Johnson leaves the dice alone
When a golfer goes a few tournaments without breaking par, he admits his game isn't up to scratch and that changes might need to be made, either that or he risks disappearing without trace. The biggest gamble a failing golfer can take is not to take a gamble.
In sharp contrast, Martin Johnson puts me in mind of Tim from The Office, a man paralysed by caution: "If you look at life like rolling a dice, my situation as it stands may only be a 3. If I go for something bigger and better, I could easily roll a 6. I could also roll a 1. So I think, just leave the dice alone."
And so it was that the England manager, happy with his 3 in defeat against Ireland at Twickenham, decided to make just one un-enforced change for Saturday's Calcutta Cup clash against Scotland: Joe Worsley in for Lewis Moody in the back-row, hardly major surgery.

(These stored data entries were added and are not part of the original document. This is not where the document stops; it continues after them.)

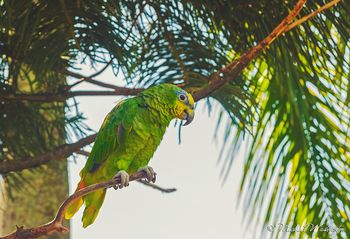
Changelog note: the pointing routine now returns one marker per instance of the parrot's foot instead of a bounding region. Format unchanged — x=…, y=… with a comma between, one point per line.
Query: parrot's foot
x=151, y=175
x=124, y=179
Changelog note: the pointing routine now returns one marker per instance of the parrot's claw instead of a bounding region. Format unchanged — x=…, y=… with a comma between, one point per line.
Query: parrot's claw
x=124, y=179
x=151, y=175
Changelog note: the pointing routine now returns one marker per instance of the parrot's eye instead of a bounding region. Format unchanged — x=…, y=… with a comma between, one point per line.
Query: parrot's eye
x=182, y=97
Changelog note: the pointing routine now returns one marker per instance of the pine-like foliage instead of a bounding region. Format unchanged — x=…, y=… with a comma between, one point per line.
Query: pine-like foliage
x=292, y=102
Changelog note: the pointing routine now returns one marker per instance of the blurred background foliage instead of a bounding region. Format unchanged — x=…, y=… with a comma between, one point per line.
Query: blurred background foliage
x=290, y=106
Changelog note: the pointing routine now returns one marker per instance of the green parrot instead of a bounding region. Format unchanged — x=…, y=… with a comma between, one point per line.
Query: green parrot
x=127, y=140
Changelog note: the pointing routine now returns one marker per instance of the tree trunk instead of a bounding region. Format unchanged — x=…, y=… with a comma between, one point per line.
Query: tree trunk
x=46, y=188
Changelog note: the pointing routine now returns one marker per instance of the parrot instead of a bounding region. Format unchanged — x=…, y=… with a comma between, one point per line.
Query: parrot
x=127, y=140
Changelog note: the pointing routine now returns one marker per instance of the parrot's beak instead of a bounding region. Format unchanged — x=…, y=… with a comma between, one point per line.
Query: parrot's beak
x=189, y=116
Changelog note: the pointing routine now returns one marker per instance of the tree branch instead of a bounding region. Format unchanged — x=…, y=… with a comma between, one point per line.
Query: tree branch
x=311, y=15
x=56, y=224
x=119, y=89
x=229, y=72
x=52, y=97
x=151, y=185
x=62, y=151
x=156, y=187
x=233, y=69
x=221, y=77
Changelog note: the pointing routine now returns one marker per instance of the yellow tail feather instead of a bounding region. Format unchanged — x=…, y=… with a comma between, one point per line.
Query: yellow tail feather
x=93, y=203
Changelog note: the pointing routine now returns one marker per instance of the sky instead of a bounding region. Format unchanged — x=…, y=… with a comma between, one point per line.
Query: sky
x=202, y=207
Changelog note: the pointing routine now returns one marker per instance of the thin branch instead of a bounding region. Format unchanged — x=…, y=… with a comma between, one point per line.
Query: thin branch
x=223, y=76
x=62, y=151
x=311, y=15
x=56, y=224
x=53, y=97
x=151, y=185
x=99, y=83
x=228, y=72
x=102, y=70
x=83, y=152
x=156, y=187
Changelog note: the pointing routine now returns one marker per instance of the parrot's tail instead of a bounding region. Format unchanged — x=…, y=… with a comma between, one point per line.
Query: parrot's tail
x=93, y=203
x=76, y=204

Northampton full-back Ben Foden had been tipped to replace the out-of-sorts Delon Armitage at full-back
Perhaps Johnson feels now is not the time to throw cubs like Leicester scrum-half Ben Youngs and Northampton full-back Ben Foden into the lion's den. But if he thinks Scotland will be beastly at Murrayfield, then what about France in Paris next week? What about the Wallabies in Australia this summer? And what about South Africa, New Zealand and the Wallabies again in the autumn?
It is quite conceivable, indeed it is quite likely, that England will go into a World Cup year having lost six of their last eight games, and that's assuming they beat Scotland and Samoa.
Johnson came out with a startling admission following his side's defeat to Ireland. When it was suggested that, oh well, England could still win the Six Nations, he replied: "I'm not worried about the Championship". So if he's not worried about the Championship, why is he not preparing for the future?
Murrayfield was the graveyard for Johnson's predecessors Brian Ashton in 2008 and Scotland's current coach Andy Robinson in 2006, and while defeat for England on Saturday would not lead to Johnson's immediate demise, it would leave his credibility hanging by a thread.
Attack coach Brian Smith says he wants his backs to be "more clinical" against the Scots, so why not pick Foden ahead of Delon Armitage, who has looked a ghost of his former self these past few weeks? Why not throw Youngs into the mix instead of Danny Care, whose crab-like scuttling makes Jonny Wilkinson's task at fly-half that bit harder? And what about free-scoring Northampton wing Chris Ashton instead of Ugo Monye, who so often resembles a racehorse encumbered by blinkers when in full flight?
Up front, England have been struggling to secure quick ball at the breakdown and force the all-important turnovers, so the decision to dispense with Moody, one of the best scavengers in the game, appears a curious one, especially when Scotland have one of the most dynamic back-row units in the tournament.
And while Courtney Lawes has often been employed as a flanker of late by his club side Northampton, surely he would have represented a more forward-thinking pick than the Borthwickian Louis Deacon?
Johnson has shown admirable loyalty in sticking rather than twisting, but it is increasingly obvious some of his players don't possess the talent to repay him. Still, while Scotland legend Jim Telfer reckons Robinson's side are "a better team than England", with "more mature rugby ideas", four tries in their last six Tests says otherwise.
England could quite easily win the game courtesy of a few penalty kicks from Wilkinson, and Johnson, once again, will declare himself happy with having rolled a 3.
But there are those England fans - don't desert me now, I've read your views on our messageboards - who would prefer their side to lose at Murrayfield having chanced something bigger and better, having provided hope for the future, having at least tried to conjure that elusive 6.